Last month the Court of Session in Edinburgh heard claims that the kings of cut-price tartan goods, Gold Brothers, were in breach of copyright law. The family firm which has a chain of shops across the country has, in the past, come under strong criticism from various parties for devaluing Scotland's heritage and turning the Royal Mile into something resembling an "Eastern Bazaar". In their defence, Gold Brothers claim that they are simply providing tourists with what they want, including novelty memorabilia and Chinese made kilts retailing for under £20!

The action was brought against them by Rosemary Samios, an Australian citizen with Scottish roots, who bought the rights to the "Isle of Skye" tartan from weaver Angus McLeod in 1992. Since then she is said to have enjoyed "considerable commercial success" by granting manufacturers a licence to reproduce the tartan, designed to reflect the colours of the island, at an initial cost of £12,000 plus a 10% royalty on sales.

Following a raid on a Fife warehouse, which revealed hundreds of metres of the tartan in question, Lady Dorian at the Court of Session granted Mrs Samios an interim interdict banning Gold Brothers from making, marketing, importing or exporting goods made in the design. Mrs Samios is also claiming £150,000 for damage to the reputation of the genuine tartan by "its application to cheap products of inferior design, quality and materials". Gold Brothers are said to have been producing scarves, rugs, hats and kilts in the Isle of Skye tartan design renamed "Skye Isles" and "Bright Skye".

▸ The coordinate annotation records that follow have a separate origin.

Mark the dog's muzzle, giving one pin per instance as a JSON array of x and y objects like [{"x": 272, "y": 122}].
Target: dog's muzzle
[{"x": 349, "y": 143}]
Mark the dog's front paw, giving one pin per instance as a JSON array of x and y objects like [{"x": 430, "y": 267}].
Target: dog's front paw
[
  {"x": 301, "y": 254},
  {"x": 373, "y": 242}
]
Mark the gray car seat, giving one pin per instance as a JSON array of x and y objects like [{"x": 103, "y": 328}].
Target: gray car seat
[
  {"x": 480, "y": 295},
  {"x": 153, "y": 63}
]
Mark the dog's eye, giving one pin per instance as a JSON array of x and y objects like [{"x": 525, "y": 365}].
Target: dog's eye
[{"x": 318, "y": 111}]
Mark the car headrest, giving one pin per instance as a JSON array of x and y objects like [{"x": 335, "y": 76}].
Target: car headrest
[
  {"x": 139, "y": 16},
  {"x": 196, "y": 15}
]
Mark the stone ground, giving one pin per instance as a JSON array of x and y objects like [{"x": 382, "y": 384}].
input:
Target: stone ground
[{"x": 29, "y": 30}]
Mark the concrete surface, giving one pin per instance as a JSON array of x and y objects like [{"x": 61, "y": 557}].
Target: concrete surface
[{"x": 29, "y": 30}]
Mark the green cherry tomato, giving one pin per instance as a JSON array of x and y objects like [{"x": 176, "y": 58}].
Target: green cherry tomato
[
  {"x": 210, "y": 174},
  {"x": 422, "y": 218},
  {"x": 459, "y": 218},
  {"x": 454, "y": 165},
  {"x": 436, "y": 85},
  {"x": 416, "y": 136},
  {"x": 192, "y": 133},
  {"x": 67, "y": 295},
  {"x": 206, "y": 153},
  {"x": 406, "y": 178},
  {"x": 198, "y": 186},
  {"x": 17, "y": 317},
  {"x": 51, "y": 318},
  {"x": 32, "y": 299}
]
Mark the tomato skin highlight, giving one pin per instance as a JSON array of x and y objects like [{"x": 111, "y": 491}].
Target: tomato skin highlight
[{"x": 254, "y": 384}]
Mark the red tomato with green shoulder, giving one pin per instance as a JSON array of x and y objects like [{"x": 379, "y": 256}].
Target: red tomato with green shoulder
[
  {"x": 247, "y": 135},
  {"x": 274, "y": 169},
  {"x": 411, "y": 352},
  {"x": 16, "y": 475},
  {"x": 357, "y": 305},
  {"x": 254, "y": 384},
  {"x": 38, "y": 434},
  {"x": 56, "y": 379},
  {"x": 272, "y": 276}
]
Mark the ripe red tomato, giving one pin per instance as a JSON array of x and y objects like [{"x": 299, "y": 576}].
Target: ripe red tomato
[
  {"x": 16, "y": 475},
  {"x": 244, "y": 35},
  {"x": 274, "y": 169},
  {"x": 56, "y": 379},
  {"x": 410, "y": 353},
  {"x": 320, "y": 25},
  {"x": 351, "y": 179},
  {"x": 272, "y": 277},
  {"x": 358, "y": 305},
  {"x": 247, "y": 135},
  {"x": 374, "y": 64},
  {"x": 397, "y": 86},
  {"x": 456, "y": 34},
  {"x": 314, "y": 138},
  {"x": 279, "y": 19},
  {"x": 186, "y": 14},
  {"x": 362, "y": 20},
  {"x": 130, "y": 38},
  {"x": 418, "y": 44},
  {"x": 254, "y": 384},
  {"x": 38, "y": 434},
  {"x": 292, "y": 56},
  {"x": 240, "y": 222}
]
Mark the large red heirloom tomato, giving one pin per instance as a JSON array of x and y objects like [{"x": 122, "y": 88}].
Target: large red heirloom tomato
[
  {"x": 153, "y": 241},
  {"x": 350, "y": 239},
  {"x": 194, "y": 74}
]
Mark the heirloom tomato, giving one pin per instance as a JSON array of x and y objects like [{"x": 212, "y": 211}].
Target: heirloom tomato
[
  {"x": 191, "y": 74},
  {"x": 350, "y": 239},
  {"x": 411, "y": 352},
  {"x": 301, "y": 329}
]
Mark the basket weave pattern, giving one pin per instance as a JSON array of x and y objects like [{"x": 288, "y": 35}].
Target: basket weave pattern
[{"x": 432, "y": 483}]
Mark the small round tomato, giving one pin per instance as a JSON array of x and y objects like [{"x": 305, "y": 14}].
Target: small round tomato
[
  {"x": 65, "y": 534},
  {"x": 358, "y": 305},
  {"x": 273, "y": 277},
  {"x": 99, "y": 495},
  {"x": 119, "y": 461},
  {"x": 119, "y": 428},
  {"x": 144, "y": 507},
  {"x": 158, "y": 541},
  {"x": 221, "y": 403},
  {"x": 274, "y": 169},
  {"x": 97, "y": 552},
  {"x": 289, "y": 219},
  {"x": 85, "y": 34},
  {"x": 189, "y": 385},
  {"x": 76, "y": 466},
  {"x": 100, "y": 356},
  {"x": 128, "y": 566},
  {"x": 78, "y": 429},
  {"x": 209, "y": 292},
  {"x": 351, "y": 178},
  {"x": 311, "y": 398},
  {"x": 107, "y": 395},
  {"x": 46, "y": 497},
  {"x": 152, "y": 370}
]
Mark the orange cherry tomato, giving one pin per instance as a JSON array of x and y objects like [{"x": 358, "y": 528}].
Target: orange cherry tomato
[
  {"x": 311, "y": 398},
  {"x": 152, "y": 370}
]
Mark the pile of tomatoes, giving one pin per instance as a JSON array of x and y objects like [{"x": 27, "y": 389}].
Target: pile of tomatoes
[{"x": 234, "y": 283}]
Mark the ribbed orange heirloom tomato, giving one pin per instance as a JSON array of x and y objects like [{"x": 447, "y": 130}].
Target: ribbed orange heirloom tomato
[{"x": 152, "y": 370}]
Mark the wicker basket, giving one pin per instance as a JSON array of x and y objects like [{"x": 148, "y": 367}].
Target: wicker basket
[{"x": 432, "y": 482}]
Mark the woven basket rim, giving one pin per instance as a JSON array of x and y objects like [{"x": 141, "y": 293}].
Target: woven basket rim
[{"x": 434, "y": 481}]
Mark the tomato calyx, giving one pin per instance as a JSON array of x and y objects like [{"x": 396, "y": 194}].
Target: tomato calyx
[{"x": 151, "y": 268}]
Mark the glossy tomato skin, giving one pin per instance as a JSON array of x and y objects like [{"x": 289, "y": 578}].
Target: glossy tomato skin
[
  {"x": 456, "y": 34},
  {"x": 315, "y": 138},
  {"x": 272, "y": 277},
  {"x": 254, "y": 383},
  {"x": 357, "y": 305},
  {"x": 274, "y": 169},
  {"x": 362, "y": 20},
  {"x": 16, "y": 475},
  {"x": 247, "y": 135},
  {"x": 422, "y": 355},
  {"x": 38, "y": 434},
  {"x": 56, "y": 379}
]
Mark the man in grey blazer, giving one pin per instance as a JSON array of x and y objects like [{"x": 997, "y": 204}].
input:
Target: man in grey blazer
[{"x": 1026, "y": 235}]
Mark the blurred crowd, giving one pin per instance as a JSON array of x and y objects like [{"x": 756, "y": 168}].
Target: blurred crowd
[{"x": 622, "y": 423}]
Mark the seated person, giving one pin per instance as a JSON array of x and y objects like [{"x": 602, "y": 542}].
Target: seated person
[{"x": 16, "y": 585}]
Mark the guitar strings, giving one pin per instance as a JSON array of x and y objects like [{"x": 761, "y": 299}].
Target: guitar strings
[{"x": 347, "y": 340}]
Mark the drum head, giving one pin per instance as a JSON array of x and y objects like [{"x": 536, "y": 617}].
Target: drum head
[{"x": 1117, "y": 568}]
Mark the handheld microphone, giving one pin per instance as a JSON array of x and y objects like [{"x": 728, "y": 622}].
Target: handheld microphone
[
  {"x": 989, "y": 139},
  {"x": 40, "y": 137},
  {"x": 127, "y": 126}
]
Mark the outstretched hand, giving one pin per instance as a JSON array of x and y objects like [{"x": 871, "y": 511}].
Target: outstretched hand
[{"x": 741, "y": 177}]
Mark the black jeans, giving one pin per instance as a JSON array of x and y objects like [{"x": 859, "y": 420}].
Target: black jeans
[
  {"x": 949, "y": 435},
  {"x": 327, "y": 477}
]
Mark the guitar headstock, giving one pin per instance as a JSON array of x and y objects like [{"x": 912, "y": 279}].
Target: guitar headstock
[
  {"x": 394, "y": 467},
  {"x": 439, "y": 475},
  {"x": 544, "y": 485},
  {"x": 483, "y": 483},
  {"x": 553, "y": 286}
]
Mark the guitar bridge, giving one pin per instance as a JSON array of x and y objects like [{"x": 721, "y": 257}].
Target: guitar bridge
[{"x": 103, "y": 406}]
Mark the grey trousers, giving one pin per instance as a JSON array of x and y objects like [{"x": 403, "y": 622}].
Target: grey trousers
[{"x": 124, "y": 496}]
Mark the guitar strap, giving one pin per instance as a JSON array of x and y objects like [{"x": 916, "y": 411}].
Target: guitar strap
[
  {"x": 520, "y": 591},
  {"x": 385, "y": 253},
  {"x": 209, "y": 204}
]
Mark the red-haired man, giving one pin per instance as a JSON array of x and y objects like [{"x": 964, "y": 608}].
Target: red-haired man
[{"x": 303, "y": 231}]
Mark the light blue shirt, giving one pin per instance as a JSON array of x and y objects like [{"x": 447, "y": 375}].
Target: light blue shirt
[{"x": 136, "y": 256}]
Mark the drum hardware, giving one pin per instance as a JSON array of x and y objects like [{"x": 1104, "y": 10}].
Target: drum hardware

According to existing intellectual property rights, printing any tartan design without a licence is an infringement of copyright law. The Scottish Register of Tartans Bill, due to be considered by MSPs in September, will aim to collate the thousands of registered designs and provide further subject-specific protection. This Member’s Bill was introduced to the Scottish Parliament on 25 March 2008 and seeks to establish a Scottish Register of Tartans and require a Keeper of the Register of Tartans to maintain and oversee the Register and new registrations. It also sets out the process for registering new tartan designs in the Register. It remains to be seen what this new piece of legislation will do when it comes to the forum but is worth keeping a particular eye on in light of the fact that it may set precedents for the protections of many other valuable subjects.